症状で判断し、くも膜下出血が疑われた場合は、CTスキャンによる検査が行われます。くも膜下出血を起こすと、必ず脳脊髄液に血液が混ざる為に、特徴的な検査結果がCTスキャンで確認する事ができます。病気が軽症でCT上、特徴的な所見を見つけられない場合、腰から注射をし、脳脊髄液に血液の混入があるかどうか、確かめる場合があります。

脳血管撮影検査について

一度、くも膜下出血と診断した後は、切れた血管(多くは脳動脈瘤)がどこに隠れているかを調べる必要があります。一番精度の高い検査は、カテーテルを用いた脳血管撮影検査です。(図1参照)


図1:脳血管撮影の写真

脳血管造影検査
手術前と手術後の脳血管撮影の様子です。手術後の写真では、手術前に見られた脳動脈瘤の姿がクリップで挟まれて写らなくなっており、脳動脈瘤への血行がなくなり、破裂しないようになっています。

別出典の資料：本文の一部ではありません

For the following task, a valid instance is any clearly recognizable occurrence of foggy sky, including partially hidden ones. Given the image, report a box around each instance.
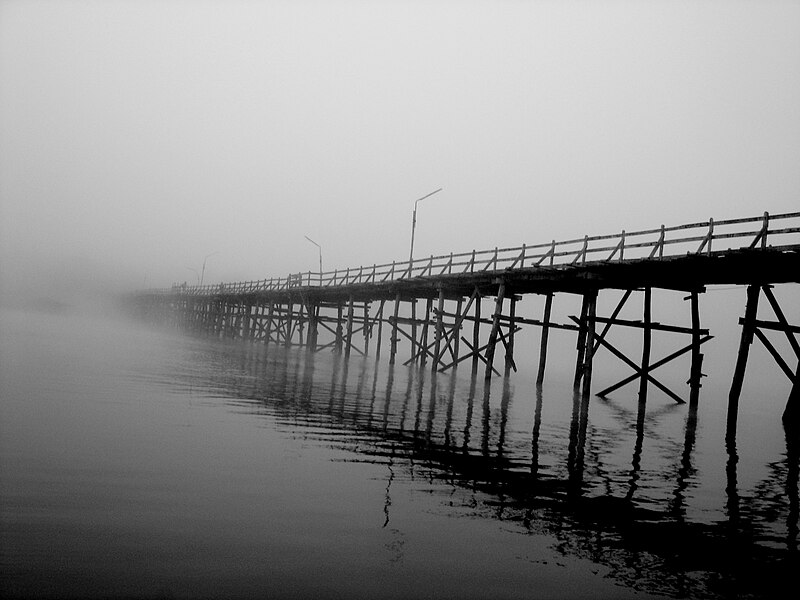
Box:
[0,0,800,297]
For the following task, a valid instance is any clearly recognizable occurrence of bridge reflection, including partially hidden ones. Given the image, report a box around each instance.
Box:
[178,343,800,597]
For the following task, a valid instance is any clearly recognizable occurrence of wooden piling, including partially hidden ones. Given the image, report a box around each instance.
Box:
[375,300,386,363]
[344,294,354,359]
[572,292,589,388]
[689,292,703,407]
[431,287,444,371]
[581,290,597,403]
[472,294,481,373]
[727,284,761,438]
[334,301,343,354]
[414,298,433,365]
[639,287,653,404]
[536,293,553,385]
[505,294,518,377]
[451,298,464,360]
[484,282,506,379]
[389,292,400,365]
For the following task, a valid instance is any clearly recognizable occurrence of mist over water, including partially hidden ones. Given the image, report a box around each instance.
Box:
[0,300,798,598]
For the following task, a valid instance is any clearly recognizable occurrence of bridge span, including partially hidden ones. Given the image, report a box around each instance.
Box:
[133,213,800,432]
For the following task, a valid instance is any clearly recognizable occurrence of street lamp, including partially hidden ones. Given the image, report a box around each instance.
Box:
[185,265,200,285]
[303,235,322,283]
[200,250,219,285]
[408,188,442,268]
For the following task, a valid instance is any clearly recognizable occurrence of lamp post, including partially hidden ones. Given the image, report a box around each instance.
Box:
[303,235,322,285]
[408,188,442,264]
[200,250,219,285]
[185,265,200,285]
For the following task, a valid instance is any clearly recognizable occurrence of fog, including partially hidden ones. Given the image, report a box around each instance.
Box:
[0,0,800,302]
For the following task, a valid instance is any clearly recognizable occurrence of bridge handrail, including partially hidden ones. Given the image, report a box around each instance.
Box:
[159,212,800,296]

脳を栄養とする血管にカテーテルを経由して造影剤を注射し、造影剤によってはっきり見える血液の流れ(血管の形)を連続的に観察して、原因と場所(多くは脳動脈瘤の部位と形状を)突き止める方法です。当院では、3次元撮影が可能な最新鋭血管撮影装置を用いて、より精度の高く治療方法の判断につながる検査を積極的に行っています。
病状によっては、CTスキャンを利用した3次元CT血管撮影やMRI 検査を行う場合もあります。



CT検査とMRI検査で見る、脳内出血とくも膜下出血

CTでは・・・(左の写真)脳内出血と、くも膜下出血の違い

脳内出血(左)とくも膜下出血(右)のCTスキャンを比較してみましょう。丸い白い枠は頭蓋骨で、脳を輪切りにして下からのぞき上げた写真だと思ってください。頭蓋骨の灰色の部分が脳です。脳の中の白い部分は出血です。左の脳内出血は白い出血の固まりとして見え、周囲の脳組織を破壊しているのが想像されます。右のくも膜下出血は、左右の脳の谷間、前頭葉と側頭葉の谷間など脳の表面や谷間に出血しているため、大量の出血ですと脳が締め付けられて意識障害や脳の破壊が生じますが、基本的には運動麻痺は出現しません。


MRIでは・・・(右の写真)

脳動脈瘤が破れてくも膜下出血になる前に、MRIという磁石の検査で脳動脈瘤が見つかることもあります。MRI では血流のある部分は黒くぬけて見えるので、それを利用して診断します。